[This article belongs to Volume - 56, Issue - 03]
Gongcheng Kexue Yu Jishu/Advanced Engineering Science
Journal ID : AES-19-04-2024-695

Title : Hybrid BSO+BMO: An Optimal Routing with Adaptive Deep Learning and Attention Mechanism for Link Failure Detection in Elastic Optical Network
Sahana Sharma M, Dr. K.V.S.S.S.S Sairam,

Abstract : Elastic Optical Network (EON) is a popular framework for interconnecting data centers, providing a spectrum tailored to bandwidth requirements. Verifying the high stage "Quality of Service (QoS)" for candidate requests following the fault is the main focus in the connection failure scenario. The resilience of a high-speed network is crucial because, as network sizes increase, so does the probability of node and link degradation. Thus, an adaptive method is required to forecast the link deterioration in EON. A unique approach employing hybrid heuristic implementation is suggested to achieve this goal. The required data is obtained and entered into the first stage of the connection failure detection model. The novel method is named as Atrous Spatial Pyramid Pooling – 1 Dimensional Convolution Neural Network with Attention mechanism (ASPP-1DCNN-AM), in which some of the hyper-parameters are tuned by proposing the hybrid algorithm as Iteration-aided Position of Beetle and Barnacles Mating (IPBBM).

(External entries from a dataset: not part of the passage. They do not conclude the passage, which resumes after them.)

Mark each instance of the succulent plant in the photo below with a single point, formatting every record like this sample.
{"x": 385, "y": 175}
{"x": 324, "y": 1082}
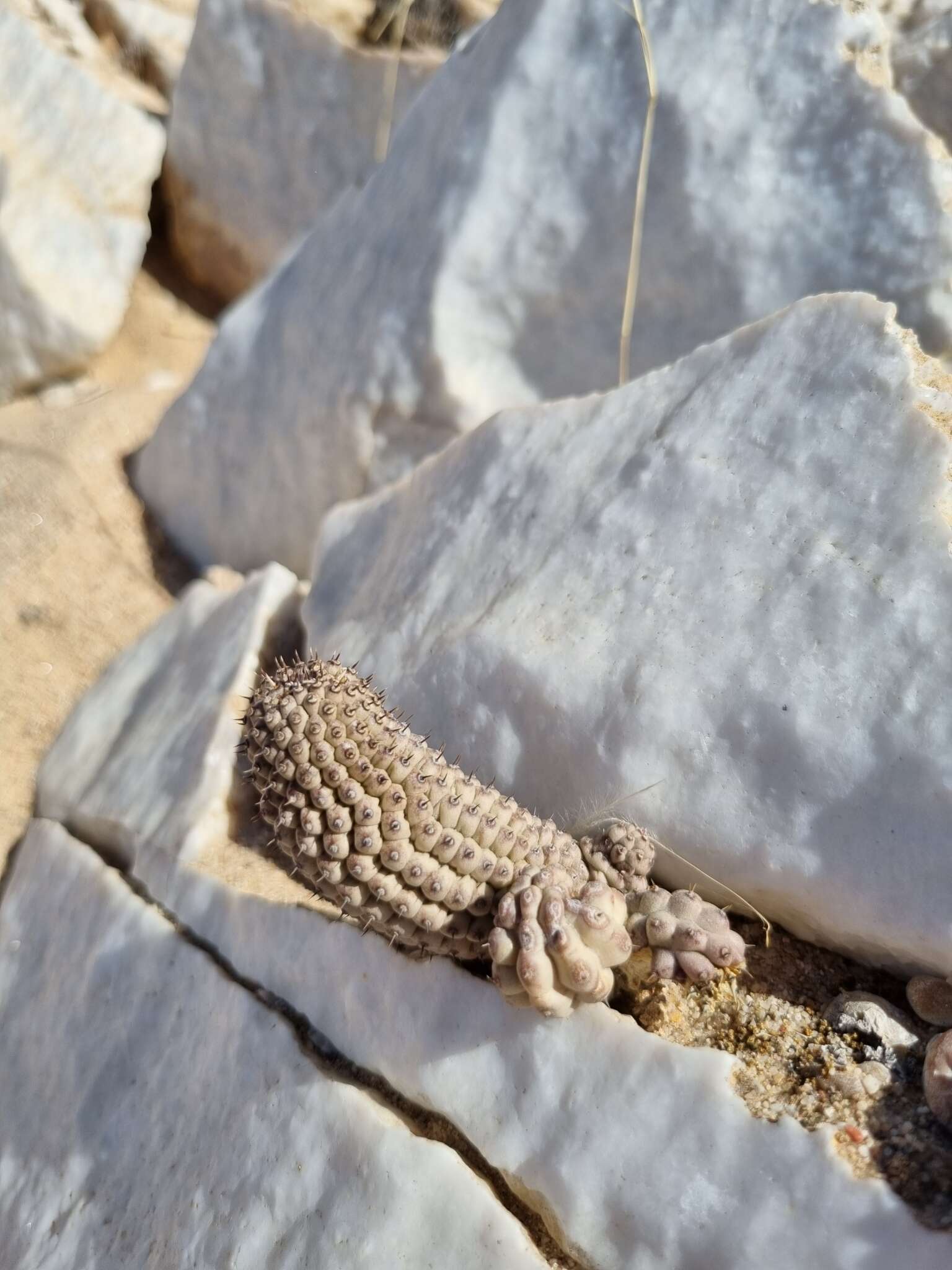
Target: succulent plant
{"x": 937, "y": 1077}
{"x": 382, "y": 826}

The model must choose the optimal routing in order to improve communication. Here, the optimal path is identified by using the IPBBM algorithm. Finally, the validation is done using divergent measurements and in contrast with traditional models. Hence, the designed system demonstrates that it achieves the higher detection results to make the data transmission effectively.